Nesse sentido, não se espera mais por uma ação paternalista do Estado, feita de cima para baixo, mas deseja-
se construir coletivamente uma vida pública de forma mais horizontal e colaborativa. Daí a generalização da
expressão "apropriação do espaço público", referida ao uso temporário desse espaço, e não à sua posse.

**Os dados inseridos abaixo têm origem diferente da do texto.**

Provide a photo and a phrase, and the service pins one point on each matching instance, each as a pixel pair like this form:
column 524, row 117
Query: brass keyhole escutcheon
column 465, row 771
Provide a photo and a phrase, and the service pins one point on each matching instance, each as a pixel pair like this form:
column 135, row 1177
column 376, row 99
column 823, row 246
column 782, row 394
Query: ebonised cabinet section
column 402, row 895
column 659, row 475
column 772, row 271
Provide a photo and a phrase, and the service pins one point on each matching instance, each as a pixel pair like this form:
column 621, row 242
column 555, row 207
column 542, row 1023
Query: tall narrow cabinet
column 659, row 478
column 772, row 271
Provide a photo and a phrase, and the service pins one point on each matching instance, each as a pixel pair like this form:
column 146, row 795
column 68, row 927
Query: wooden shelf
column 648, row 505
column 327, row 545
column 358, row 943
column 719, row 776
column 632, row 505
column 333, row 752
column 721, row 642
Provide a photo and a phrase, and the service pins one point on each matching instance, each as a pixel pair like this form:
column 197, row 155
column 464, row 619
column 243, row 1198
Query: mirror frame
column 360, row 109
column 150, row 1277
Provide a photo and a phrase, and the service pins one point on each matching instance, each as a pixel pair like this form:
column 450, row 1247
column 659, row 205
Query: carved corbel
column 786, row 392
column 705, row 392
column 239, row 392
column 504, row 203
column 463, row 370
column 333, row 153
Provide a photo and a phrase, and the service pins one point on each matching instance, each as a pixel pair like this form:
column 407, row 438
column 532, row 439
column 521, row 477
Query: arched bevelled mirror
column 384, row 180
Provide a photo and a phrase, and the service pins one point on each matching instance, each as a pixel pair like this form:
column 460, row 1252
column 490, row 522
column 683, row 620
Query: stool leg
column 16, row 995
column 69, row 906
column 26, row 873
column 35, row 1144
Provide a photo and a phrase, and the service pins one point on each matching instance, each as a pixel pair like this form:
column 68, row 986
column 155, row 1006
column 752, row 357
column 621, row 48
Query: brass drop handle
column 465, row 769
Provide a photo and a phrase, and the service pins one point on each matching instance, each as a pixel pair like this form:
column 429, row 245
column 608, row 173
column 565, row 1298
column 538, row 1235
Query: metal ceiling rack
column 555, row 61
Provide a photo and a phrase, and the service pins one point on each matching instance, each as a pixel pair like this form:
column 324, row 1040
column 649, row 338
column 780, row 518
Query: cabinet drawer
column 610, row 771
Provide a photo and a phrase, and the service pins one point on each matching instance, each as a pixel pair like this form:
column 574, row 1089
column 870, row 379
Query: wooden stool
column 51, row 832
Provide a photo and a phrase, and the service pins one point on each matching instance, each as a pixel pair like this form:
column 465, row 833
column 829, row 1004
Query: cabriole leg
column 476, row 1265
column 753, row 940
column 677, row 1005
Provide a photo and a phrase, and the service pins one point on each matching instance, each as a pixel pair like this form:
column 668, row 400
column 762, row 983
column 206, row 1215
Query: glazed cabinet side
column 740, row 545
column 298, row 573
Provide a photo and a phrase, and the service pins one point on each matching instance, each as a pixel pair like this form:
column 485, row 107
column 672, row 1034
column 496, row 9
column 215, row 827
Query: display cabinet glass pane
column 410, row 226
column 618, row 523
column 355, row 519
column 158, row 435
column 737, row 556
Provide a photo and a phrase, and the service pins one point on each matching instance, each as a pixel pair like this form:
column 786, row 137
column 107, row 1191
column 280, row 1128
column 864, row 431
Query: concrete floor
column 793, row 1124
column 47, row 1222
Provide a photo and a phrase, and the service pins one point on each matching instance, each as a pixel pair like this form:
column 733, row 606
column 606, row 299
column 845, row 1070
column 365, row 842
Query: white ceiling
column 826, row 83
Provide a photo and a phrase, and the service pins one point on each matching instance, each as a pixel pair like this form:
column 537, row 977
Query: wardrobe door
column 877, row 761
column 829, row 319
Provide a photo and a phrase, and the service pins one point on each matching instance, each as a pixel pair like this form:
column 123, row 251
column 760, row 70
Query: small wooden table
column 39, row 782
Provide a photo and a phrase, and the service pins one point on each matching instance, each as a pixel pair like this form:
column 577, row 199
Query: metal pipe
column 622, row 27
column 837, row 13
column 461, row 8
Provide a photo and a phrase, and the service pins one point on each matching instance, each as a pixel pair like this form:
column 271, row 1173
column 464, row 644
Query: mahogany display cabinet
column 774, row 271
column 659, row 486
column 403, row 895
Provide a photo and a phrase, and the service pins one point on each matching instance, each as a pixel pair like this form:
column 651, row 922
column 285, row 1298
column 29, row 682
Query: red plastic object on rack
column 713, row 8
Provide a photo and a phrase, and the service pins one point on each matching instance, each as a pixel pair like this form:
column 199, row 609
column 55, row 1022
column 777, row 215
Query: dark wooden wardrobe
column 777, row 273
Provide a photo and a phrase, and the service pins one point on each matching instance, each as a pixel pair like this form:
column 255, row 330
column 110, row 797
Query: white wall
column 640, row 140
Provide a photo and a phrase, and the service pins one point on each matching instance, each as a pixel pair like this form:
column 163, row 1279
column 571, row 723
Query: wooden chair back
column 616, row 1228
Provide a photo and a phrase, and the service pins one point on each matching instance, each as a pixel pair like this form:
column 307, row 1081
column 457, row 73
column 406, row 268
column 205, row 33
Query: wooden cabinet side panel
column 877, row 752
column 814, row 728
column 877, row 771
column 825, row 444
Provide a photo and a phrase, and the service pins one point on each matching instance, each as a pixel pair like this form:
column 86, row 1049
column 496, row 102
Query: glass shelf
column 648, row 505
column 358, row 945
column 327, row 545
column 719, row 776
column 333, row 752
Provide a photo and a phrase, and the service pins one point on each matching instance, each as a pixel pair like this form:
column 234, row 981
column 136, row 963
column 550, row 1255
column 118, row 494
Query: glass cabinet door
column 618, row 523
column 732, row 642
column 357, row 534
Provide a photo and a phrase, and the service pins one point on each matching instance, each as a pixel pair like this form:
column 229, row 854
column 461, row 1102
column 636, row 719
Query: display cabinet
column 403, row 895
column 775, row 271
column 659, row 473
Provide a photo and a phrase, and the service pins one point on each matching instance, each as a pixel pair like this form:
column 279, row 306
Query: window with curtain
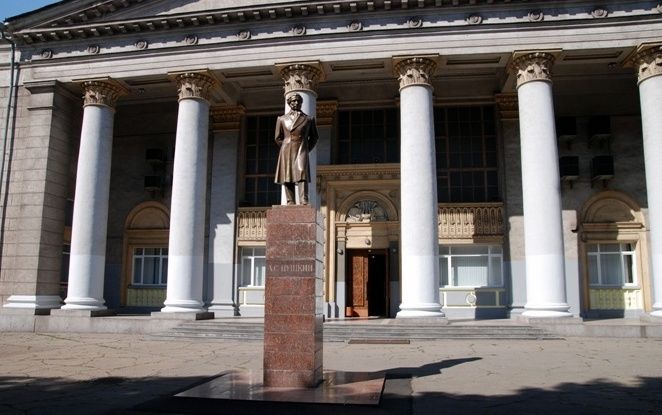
column 150, row 266
column 467, row 158
column 471, row 266
column 368, row 136
column 611, row 264
column 253, row 266
column 261, row 157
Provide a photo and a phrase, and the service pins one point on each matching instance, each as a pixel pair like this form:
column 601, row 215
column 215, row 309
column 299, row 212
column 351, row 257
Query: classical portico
column 541, row 187
column 418, row 175
column 189, row 188
column 648, row 62
column 471, row 186
column 88, row 239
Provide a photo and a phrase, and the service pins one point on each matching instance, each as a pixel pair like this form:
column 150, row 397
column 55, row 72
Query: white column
column 418, row 176
column 90, row 221
column 222, row 206
column 303, row 79
column 541, row 189
column 649, row 69
column 187, row 210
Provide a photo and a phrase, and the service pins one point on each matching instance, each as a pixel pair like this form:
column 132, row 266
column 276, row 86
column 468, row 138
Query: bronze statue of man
column 296, row 134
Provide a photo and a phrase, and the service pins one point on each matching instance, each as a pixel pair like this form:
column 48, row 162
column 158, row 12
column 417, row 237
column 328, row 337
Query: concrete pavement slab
column 102, row 373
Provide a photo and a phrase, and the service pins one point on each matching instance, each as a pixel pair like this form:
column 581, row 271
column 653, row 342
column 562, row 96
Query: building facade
column 478, row 159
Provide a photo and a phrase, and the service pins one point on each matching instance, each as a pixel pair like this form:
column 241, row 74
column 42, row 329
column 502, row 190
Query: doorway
column 367, row 285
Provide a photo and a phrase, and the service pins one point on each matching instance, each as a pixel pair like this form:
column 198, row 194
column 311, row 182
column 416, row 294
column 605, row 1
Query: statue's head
column 295, row 101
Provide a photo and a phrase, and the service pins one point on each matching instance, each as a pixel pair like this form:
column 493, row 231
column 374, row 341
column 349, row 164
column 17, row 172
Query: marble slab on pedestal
column 292, row 318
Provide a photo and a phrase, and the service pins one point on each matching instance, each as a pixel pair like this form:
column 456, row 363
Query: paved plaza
column 110, row 373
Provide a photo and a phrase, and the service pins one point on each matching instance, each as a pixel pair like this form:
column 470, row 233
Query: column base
column 224, row 310
column 40, row 304
column 551, row 311
column 420, row 310
column 183, row 306
column 83, row 303
column 83, row 312
column 182, row 315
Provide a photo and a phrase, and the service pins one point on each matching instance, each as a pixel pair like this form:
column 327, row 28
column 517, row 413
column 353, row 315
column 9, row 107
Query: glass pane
column 260, row 269
column 137, row 270
column 610, row 248
column 629, row 269
column 611, row 270
column 164, row 271
column 496, row 279
column 245, row 272
column 469, row 271
column 151, row 270
column 469, row 250
column 593, row 274
column 443, row 271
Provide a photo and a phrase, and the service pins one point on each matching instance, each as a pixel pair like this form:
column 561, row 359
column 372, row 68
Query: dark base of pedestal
column 292, row 325
column 336, row 388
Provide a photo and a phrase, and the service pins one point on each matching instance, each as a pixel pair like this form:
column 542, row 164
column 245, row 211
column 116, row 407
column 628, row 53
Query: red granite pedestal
column 292, row 313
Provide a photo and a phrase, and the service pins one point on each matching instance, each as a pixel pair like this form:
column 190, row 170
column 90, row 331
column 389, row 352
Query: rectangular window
column 467, row 161
column 253, row 266
column 150, row 266
column 471, row 266
column 368, row 136
column 261, row 157
column 611, row 264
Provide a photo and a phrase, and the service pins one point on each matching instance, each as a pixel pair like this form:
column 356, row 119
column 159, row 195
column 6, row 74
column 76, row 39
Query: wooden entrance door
column 367, row 283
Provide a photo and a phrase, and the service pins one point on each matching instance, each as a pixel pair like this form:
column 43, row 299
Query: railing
column 462, row 220
column 456, row 221
column 252, row 224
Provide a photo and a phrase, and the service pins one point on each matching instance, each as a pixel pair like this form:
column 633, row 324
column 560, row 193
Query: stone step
column 334, row 332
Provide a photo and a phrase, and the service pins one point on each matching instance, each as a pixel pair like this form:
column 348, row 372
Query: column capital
column 647, row 61
column 194, row 84
column 508, row 105
column 416, row 70
column 227, row 118
column 303, row 76
column 533, row 66
column 325, row 112
column 102, row 91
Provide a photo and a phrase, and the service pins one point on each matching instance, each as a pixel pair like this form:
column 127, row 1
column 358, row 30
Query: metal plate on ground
column 340, row 388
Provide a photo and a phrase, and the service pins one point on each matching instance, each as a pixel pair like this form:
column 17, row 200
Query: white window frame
column 623, row 253
column 163, row 268
column 491, row 254
column 249, row 253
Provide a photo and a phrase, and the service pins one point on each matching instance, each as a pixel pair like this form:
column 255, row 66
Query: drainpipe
column 11, row 108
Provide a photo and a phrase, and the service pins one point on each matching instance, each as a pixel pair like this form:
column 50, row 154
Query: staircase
column 368, row 331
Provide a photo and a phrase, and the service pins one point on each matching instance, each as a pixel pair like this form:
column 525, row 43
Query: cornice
column 411, row 15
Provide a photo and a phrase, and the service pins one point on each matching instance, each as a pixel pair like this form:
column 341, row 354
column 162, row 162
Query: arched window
column 146, row 255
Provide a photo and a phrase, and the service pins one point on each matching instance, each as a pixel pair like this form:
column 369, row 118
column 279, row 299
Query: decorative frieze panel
column 194, row 84
column 648, row 61
column 414, row 71
column 616, row 298
column 227, row 118
column 102, row 92
column 468, row 221
column 252, row 224
column 301, row 76
column 534, row 66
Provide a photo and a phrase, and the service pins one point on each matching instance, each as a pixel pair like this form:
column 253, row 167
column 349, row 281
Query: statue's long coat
column 296, row 135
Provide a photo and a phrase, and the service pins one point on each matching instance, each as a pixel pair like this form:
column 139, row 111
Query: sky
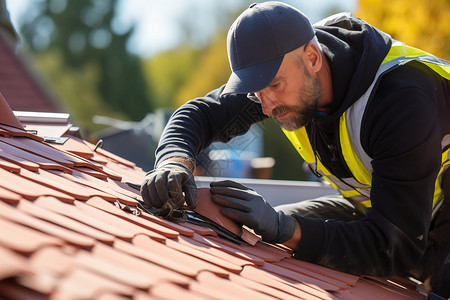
column 158, row 21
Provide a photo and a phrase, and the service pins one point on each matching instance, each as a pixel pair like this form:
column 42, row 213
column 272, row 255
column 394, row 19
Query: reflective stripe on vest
column 357, row 160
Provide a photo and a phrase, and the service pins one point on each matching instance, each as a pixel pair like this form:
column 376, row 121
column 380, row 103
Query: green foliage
column 419, row 23
column 83, row 103
column 211, row 71
column 169, row 71
column 82, row 32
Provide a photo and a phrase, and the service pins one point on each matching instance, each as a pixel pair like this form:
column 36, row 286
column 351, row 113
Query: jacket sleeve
column 201, row 121
column 401, row 132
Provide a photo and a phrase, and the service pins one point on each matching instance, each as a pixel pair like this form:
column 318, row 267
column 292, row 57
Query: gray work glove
column 245, row 206
column 172, row 181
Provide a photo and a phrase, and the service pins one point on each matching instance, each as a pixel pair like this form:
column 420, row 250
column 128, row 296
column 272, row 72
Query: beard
column 306, row 108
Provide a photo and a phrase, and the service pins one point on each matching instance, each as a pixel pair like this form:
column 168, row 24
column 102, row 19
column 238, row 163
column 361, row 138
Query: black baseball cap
column 257, row 42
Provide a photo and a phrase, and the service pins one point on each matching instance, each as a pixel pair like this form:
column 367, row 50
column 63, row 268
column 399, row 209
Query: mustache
column 279, row 110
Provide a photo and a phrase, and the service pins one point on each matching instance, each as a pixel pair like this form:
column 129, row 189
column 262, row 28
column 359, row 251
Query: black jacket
column 404, row 124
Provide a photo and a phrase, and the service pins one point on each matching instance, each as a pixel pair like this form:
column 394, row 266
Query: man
column 367, row 113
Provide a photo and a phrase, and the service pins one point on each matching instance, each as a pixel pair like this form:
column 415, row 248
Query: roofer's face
column 291, row 99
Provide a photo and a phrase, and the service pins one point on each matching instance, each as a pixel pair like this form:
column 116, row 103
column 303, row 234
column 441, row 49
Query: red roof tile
column 68, row 231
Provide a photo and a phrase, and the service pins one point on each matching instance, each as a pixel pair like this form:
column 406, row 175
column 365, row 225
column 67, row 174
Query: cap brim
column 252, row 78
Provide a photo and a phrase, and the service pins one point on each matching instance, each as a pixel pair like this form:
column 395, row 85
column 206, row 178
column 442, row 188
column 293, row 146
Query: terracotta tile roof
column 22, row 88
column 63, row 236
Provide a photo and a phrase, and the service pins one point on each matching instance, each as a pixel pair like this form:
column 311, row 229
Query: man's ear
column 312, row 58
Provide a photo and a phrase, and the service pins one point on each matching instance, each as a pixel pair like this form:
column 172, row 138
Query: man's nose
column 267, row 102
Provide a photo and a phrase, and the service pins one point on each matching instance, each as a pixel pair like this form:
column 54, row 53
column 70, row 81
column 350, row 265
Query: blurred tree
column 419, row 23
column 169, row 71
column 212, row 70
column 84, row 35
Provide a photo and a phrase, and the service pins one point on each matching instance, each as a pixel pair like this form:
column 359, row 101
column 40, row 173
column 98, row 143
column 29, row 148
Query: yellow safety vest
column 357, row 160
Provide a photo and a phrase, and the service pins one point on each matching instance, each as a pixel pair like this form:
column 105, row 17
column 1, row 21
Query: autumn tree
column 419, row 23
column 82, row 35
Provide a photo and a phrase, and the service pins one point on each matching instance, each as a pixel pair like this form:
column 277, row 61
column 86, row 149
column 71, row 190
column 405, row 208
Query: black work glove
column 245, row 206
column 171, row 181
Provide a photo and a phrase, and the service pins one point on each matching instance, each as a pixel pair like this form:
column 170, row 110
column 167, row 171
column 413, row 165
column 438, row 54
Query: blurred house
column 21, row 87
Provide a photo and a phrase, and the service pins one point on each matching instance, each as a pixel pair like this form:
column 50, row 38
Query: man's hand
column 171, row 181
column 245, row 206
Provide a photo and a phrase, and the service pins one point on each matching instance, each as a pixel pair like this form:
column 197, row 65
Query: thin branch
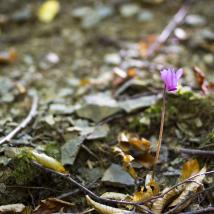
column 205, row 210
column 197, row 152
column 24, row 123
column 189, row 198
column 179, row 16
column 161, row 129
column 109, row 201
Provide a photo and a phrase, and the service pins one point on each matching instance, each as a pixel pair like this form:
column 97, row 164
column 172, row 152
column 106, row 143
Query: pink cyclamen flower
column 171, row 77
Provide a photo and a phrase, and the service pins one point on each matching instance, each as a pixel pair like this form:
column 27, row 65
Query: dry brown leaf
column 151, row 189
column 115, row 196
column 48, row 161
column 160, row 203
column 190, row 168
column 104, row 209
column 12, row 208
column 202, row 81
column 190, row 189
column 51, row 205
column 9, row 56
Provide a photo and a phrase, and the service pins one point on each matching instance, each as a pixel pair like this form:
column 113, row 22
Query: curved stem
column 161, row 129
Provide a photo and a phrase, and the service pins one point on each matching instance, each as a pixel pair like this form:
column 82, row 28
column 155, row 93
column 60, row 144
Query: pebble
column 180, row 34
column 129, row 10
column 112, row 58
column 195, row 20
column 145, row 16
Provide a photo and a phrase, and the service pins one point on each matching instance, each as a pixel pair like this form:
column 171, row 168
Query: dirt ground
column 73, row 57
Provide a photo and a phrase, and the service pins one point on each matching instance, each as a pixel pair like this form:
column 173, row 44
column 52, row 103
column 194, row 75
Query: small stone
column 145, row 16
column 195, row 20
column 129, row 10
column 52, row 58
column 112, row 58
column 180, row 34
column 116, row 176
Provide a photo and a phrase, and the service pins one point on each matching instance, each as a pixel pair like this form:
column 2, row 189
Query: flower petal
column 179, row 73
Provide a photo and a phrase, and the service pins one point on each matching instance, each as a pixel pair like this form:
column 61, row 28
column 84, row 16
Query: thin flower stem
column 161, row 129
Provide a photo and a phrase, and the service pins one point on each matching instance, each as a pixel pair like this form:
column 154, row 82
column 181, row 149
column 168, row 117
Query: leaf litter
column 95, row 117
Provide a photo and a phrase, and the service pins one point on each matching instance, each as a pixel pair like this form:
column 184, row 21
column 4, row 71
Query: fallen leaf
column 115, row 196
column 150, row 189
column 116, row 176
column 47, row 161
column 12, row 208
column 9, row 56
column 190, row 168
column 48, row 10
column 205, row 85
column 51, row 205
column 103, row 209
column 131, row 105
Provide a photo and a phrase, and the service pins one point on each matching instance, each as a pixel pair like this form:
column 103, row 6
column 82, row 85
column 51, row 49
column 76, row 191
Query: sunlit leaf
column 150, row 189
column 51, row 205
column 48, row 10
column 191, row 188
column 191, row 167
column 104, row 209
column 48, row 161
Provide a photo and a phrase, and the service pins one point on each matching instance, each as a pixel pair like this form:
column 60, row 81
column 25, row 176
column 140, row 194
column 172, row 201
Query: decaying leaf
column 204, row 84
column 12, row 208
column 160, row 203
column 103, row 209
column 51, row 205
column 48, row 161
column 48, row 10
column 189, row 169
column 189, row 189
column 9, row 56
column 150, row 189
column 115, row 196
column 133, row 149
column 182, row 192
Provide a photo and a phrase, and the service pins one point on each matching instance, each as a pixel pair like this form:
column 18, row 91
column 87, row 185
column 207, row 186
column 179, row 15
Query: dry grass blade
column 104, row 209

Um dos maiores paradigmas do "common" é o Zuccotti Park, em Nova York, onde em 2011 aconteceu o
movimento Occupy Wall Street. Ocupação que só pôde ocorrer porque aquele lugar não era exatamente
público, e sim um espaço privado de uso público (uma "bonus plaza"), que, por isso, não poderia ser invadido
pela polícia.
Com efeito, ainda que as ações concretas de urbanismo tático e resistência a projetos de privatização de
espaços de interesse público promovidas por esse grupos ativistas sejam pontuais e insuficientes diante da
escala e complexidade das grandes capitais brasileiras, elas são formadoras de uma nova e importante
consciência cidadã. "A cidade é nossa, ocupe-a", diz o slogan do Ocupe Estelita, ao lado de outro chamado
"Recife cidade roubada". Queremos as cidades de volta. Não por seus valores de troca, mas por seus valores
de uso.
GUILHERME WISNIK, 43, é professor do Departamento de História da Arquitetura e Estética do Projeto na FAU-USP e vice-diretor
do Centro Universitário Maria Antônia.